Re: logical changeset generation v6.7

From: Andres Freund <andres(at)2ndquadrant(dot)com>
To: Kyotaro HORIGUCHI <horiguchi(dot)kyotaro(at)lab(dot)ntt(dot)co(dot)jp>
Cc: robertmhaas(at)gmail(dot)com, pgsql-hackers(at)postgresql(dot)org
Subject: Re: logical changeset generation v6.7
Date: 2013-12-05 16:45:51
Message-ID: 20131205164551.GD3866@alap2.anarazel.de
Views: Raw Message | Whole Thread | Download mbox | Resend email
Thread:
Lists: pgsql-hackers

Hi,

On 2013-12-05 22:03:51 +0900, Kyotaro HORIGUCHI wrote:
> > > - You assined HeapTupleGetOid(tuple) into relid to read in
> > > several points but no modification. Nevertheless, you left
> > > HeapTupleGetOid not replaced there. I think 'relid' just for
> > > repeated reading has far small merit compared to demerit of
> > > lowering readability. You'd be better to make them uniform in
> > > either way.
> >
> > It's primarily to get the line lengths halfway under control.
>
> Mm. I'm afraid I couldn't catch your words, do you mean that
> IsSystemClass() or isTempNamespace() could change the NULL bitmap
> in the tuple?

Huh? No. I just meant that the source code lines are longer if you use
"HeapTupleGetOid(tuple)" instead of just "relid". Anway, that patch has
since been committed...

> > > ===== 0002:
> > >
> > > - You are identifying the wal_level with the expr 'wal_level >=
> > > WAL_LEVEL_LOGICAL' but it seems somewhat improper.
> >
> > Hm. Why?
>
> It actually does no harm and somewhat trifling so I don't assert
> you should fix it.
>
> The reason for the comment is the greater values for wal_level
> are undefined at the moment, so strictly saying, such values
> should be handled as invalid ones.

Note that other checks for wal_level are written the same way. Consider
how much bigger this patch would be if every usage of wal_level would
need to get changed because a new level had been added.
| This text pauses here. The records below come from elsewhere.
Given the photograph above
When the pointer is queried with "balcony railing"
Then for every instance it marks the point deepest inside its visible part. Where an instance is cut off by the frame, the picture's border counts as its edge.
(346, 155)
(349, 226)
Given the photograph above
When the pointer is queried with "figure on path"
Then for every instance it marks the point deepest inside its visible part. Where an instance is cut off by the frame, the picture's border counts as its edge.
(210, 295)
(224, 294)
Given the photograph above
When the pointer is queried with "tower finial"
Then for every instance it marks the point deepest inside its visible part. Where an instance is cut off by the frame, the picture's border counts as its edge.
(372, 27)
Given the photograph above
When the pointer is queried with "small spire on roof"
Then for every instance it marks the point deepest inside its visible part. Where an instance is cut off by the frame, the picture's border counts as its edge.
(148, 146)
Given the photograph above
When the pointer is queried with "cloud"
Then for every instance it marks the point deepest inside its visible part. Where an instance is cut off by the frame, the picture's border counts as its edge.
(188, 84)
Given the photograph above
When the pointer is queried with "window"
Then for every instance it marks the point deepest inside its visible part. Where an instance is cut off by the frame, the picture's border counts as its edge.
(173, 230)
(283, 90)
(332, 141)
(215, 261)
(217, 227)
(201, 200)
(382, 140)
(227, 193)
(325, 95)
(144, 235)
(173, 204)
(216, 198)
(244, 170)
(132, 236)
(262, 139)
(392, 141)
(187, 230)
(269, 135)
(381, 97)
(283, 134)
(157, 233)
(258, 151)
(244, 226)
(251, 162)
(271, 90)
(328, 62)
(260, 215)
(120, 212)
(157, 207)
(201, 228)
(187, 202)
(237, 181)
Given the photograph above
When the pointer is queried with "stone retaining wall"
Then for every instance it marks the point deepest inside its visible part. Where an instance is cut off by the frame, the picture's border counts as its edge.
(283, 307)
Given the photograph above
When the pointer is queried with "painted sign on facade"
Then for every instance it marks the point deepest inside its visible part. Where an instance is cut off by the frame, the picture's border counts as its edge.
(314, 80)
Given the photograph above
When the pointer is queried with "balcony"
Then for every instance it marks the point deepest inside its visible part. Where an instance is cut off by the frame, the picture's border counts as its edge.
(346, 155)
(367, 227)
> > > - RelationIsAccessibleInLogicalDecoding and
> > > RelationIsLogicallyLogged are identical in code. Together with
> > > the name ambiguity, this is quite confising and cause of
> > > future misuse between these macros, I suppose. Plus the names
> > > seem too long.
> >
> > Hm, don't think they are equivalent, rather the contrary. Note one
> > returns false if IsCatalogRelation(), the other true.
>
> Oops, I'm sorry. I understand they are not same. Then I have
> other questions. The name for the first one
> 'RelationIsAccessibleInLogicalDecoding' doesn't seem representing
> what its comment reads.
>
> | /* True if we need to log enough information to have access via
> | decoding snapshot. */
>
> Making the macro name for this comment directly, I suppose it
> would be something like 'NeedsAdditionalInfoInLogicalDecoding' or
> more directly 'LogicalDeodingNeedsCids' or so..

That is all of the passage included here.